2 x 500 gram T-bone steaks
1 tablespoon finely chopped rosemary
2 cloves garlic, crushed
1 tablespoon olive oil
sea salt and freshly ground pepper
extra virgin olive oil
600 grams small waxy potatoes, cooked
2 tablespoons olive oil
knob of butter
1/2 long red chilli, seeded and finely chopped or pinch of chilli flakes
2 cloves garlic, finely chopped
2 teaspoons finely chopped fresh rosemary
Combine the rosemary, garlic and olive oil in a bowl. Rub onto both sides of the steaks, cover and leave 30 minutes.
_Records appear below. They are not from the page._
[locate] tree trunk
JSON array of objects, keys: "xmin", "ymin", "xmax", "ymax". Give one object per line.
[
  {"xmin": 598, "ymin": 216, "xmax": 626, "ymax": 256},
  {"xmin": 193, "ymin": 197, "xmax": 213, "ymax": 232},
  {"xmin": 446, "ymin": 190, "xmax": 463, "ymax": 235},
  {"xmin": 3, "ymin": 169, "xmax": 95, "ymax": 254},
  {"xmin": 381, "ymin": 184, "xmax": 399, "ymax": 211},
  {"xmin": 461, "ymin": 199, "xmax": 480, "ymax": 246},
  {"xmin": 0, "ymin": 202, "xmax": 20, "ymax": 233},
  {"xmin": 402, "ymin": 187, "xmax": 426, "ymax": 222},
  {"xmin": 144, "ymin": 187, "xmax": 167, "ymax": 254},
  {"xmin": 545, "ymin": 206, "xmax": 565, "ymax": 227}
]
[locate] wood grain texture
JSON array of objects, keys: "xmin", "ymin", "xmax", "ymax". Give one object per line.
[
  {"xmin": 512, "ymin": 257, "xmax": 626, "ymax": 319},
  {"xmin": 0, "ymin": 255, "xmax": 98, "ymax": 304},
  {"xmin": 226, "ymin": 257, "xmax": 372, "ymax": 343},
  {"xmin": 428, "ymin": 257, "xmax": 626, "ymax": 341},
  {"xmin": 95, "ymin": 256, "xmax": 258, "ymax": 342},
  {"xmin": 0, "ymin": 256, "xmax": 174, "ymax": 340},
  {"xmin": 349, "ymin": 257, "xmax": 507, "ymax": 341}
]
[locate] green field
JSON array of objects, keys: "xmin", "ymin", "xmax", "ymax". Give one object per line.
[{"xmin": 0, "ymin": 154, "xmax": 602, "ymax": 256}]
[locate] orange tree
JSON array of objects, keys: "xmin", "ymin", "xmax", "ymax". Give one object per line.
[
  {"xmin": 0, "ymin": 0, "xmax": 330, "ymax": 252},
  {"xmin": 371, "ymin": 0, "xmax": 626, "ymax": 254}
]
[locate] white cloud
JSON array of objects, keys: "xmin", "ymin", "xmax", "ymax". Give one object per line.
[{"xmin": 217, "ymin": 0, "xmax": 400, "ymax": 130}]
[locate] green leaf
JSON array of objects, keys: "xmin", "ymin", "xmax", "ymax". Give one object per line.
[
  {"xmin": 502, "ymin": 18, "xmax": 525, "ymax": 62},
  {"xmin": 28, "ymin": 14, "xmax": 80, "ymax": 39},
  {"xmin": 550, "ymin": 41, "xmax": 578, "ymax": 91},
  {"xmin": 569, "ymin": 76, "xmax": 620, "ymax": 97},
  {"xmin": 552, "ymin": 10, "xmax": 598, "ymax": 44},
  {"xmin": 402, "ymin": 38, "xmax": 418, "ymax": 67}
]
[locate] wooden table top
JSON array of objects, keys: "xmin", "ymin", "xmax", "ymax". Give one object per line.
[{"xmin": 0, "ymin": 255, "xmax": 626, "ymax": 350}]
To cook: Preheat the grill on the barbecue. Season the steaks generously and cook for about 15 minutes each side, moving them occasionally to prevent them burning. Transfer to a serving dish, drizzle with extra virgin olive oil and balsamic and sprinkle with sea salt. Cover loosely and rest for 10 minutes.
Potatoes: Make a square of double thickness foil, large enough to hold the potatoes and top with a piece of baking paper. Place the potatoes on the baking paper and toss them with the olive oil, butter, chilli, garlic and rosemary. Season and fold the edges together to seal. Place on the flat plate of the barbecue and cook until hot.
To serve: Slice down both sides of the T-bone and remove the two pieces of meat. Carve against the grain and give each person slices of both the fillet and the sirloin. Tip the potatoes into a serving dish.
Serve with condiments such as horseradish sauce, grain mustard and tomato relish.